Pearson Correlation Coefficient (PCC)
Pearson Correlation Coefficient (PCC) is a statistic method of measuring linear correlation between two sets of data.
Definition
Say \(r_{xy}\) is representing a PCC between two variables, \(x\) and \(y\). Then, \(r_{xy}\) is defined as:
\[r_{xy} = \frac{\sum_{i=1}^{n}{(x_i - \bar{x})(y_i - \bar{y})}}{\sqrt{\sum_{i=1}^{n}{(x_i - \bar{x})^2}}\sqrt{\sum_{i=1}^{n}{(y_i - \bar{y})^2}}}\]where $n$ is sample size, \(x_i, y_i\) are the samples with the index number of \(i\), \(\bar{x}\) is the sample mean and analogously for \(\bar{y}\).

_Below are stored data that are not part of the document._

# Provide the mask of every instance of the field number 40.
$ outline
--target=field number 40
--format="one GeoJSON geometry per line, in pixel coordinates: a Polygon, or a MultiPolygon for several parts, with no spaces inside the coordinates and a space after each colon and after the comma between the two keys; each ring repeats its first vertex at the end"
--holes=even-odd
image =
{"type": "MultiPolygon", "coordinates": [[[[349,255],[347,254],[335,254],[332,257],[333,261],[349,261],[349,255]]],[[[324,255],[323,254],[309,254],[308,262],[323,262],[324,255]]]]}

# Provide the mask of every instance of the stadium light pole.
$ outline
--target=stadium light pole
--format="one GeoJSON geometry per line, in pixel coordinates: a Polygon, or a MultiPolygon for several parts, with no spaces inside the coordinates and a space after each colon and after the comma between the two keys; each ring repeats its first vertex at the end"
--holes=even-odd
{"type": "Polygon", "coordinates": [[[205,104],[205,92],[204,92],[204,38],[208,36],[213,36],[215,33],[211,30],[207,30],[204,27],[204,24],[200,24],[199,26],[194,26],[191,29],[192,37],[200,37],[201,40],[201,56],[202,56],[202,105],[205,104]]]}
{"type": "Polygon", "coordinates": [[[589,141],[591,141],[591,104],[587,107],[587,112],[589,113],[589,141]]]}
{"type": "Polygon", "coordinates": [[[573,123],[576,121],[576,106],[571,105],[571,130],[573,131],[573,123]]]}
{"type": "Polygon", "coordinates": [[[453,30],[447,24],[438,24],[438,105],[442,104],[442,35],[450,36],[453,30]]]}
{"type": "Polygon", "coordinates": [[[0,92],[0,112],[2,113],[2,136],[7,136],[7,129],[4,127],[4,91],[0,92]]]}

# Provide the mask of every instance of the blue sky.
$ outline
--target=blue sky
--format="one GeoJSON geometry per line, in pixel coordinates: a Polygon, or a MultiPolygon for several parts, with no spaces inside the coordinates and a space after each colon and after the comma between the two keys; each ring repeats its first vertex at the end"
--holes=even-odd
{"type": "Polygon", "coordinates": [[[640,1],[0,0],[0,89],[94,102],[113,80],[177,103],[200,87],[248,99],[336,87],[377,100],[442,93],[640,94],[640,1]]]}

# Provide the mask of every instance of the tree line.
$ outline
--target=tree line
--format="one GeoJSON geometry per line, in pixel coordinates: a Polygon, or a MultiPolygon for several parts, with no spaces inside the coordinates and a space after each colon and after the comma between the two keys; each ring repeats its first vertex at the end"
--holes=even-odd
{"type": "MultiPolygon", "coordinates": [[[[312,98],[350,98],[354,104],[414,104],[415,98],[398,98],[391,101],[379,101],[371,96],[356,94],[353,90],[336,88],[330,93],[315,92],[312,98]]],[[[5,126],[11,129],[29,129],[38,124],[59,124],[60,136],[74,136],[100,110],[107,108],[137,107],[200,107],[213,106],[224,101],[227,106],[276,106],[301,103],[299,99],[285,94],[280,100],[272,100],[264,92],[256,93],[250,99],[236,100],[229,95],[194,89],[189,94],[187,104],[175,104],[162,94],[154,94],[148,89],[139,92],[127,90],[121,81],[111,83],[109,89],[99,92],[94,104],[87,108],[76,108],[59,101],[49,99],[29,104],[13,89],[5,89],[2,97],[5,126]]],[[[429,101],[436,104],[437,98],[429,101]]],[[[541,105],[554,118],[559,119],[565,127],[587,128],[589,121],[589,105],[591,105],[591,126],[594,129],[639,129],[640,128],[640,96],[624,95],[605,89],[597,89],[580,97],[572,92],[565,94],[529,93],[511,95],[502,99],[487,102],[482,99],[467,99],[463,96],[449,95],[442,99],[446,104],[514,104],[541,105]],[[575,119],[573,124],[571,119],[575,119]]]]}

The \(r_{xy}\) is in the range of \([-1, 1]\). As the value gets closer to 1, it represents a strong linear correlation. And conversely when it gets near to -1, it means the two are inversely proportional. Finally, if it is 0, then there is no correlation.
The above equation can also be expressed as follows:
\[r_{xy} = \frac{cov(x, y)}{\sigma_x \sigma_y}\]where \(cov\) is covariance, and \(\sigma\) is standard deviation.